Many textile factories in the US and the Europe are closing down and they would be out to sell second-hand machinery “so the move is well-timed,” he observed.

He also appreciated the incentive packages offered for Gwadar that has been declared special economic zone but hastened to add that this might create a sense of deprivation in other three provinces. Mr Haroon said the abolition of wealth tax act was a very welcome move and special focus on the revival of construction industry would lead to overall growth of economy.
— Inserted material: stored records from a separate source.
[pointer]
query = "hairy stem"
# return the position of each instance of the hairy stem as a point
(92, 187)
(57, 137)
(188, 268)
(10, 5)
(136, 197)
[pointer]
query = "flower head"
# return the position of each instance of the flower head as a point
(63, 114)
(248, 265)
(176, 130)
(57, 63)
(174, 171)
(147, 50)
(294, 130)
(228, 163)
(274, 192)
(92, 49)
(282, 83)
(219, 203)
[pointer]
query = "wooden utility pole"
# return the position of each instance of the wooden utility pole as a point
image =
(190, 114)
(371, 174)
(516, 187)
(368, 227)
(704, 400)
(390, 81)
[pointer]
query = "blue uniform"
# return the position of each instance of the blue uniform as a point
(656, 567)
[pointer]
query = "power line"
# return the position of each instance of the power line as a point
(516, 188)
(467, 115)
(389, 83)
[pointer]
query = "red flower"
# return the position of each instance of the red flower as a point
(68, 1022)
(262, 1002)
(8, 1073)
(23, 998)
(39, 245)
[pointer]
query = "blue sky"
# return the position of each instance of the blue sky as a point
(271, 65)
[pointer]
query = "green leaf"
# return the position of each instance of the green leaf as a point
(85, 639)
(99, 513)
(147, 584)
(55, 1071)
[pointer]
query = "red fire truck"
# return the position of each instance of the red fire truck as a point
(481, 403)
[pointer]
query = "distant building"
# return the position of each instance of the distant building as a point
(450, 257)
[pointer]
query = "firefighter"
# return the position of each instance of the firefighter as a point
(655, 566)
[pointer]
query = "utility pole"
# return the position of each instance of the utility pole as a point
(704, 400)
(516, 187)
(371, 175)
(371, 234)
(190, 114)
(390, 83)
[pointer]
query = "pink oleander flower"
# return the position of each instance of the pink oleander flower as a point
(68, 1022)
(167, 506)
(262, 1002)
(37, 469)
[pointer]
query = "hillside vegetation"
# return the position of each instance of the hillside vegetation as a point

Pakistan Banks Association chairman Zubyr Soomro said in a statement faxed to Dawn that the budget aimed at promoting housing sector increasing tax credits by five-fold to Rs500,000, reducing central excise duty on cement by 25 per cent and introducing government guarantee programme for housing finance availed by government employees. “These incentives would jump-start the housing sector and lead to increase in mortgage credit appetite for banks.”

He further said the government’s success in reducing the debt burden and increasing the revenues had served to create fiscal space. He said the reduction in taxes for corporates and banks is in line with the government’s committed reductions.

Former chairman of Leasing Association of Pakistan and chief executive of National Development Leasing Corporation, Mubashir A. Akhtar appreciated the move to declare lease rentals as tax deductible. Talking to Dawn from Lahore he said this would help the leasing industry grow. Mr Mubashir said since the budget was aimed at achieving growth in many sectors of the economy it would create more business for leasing sector as well and “make them better-positioned to serve SMEs (small and medium enterprises).

Leasing Association of Pakistan chairman Javed A. Calea said that with the lease rentals declared as tax deductible and with initial depreciation allowed on the import of second-hand machinery the leasing sector was set to gain direct benefits.

He said that budget incentives for the construction industry and special allocations for micro financing would help the financial sector, including the leasing companies, to grow. Terming the budget investment-friendly, he said this would lead to asset formation and “leasing sector too will find more business to do.” He said the budget would help the financial sector stabilize.

Former chairman of Modarabas Association of Pakistan Basheer A. Chowdry too was also appreciative of the measures taken to benefit the overall economy, including the financial sector. But he pointed out that the insurance companies should have been provided capital gain exemption.

He was of the view that the government should also have given tax exemption on insurance premiums up to a certain limit to encourage this business. “This is where the budget is lacking in benefiting the financial sector,” he said. But he appreciated the move to increase the limit for contribution towards annuity scheme of insurance companies.

At present individual taxpayers are entitled to tax credit against contribution to such a scheme up to Rs100,000 or 10 per cent of taxable income. The budget 2003-04 has raised this limit to Rs200,000 or 10 per cent of the income — whichever is less.

Mr Basheer also noted with concern that the budget does not provide any direct incentive to foreign investors nor does it offer any concession to the salaried class. He also lamented that whereas tax cuts have been made in case of banking companies and private limited, the public limited companies have been ignored. “They should also have been provided a proportional tax cut,” he observed referring to three per cent cut in tax on banks and two per cent cut in tax on private limited companies.

Former president of FPCCI Lateef Jamal has termed the budget as business-friendly and said that it would go a long way in promoting investment in the country.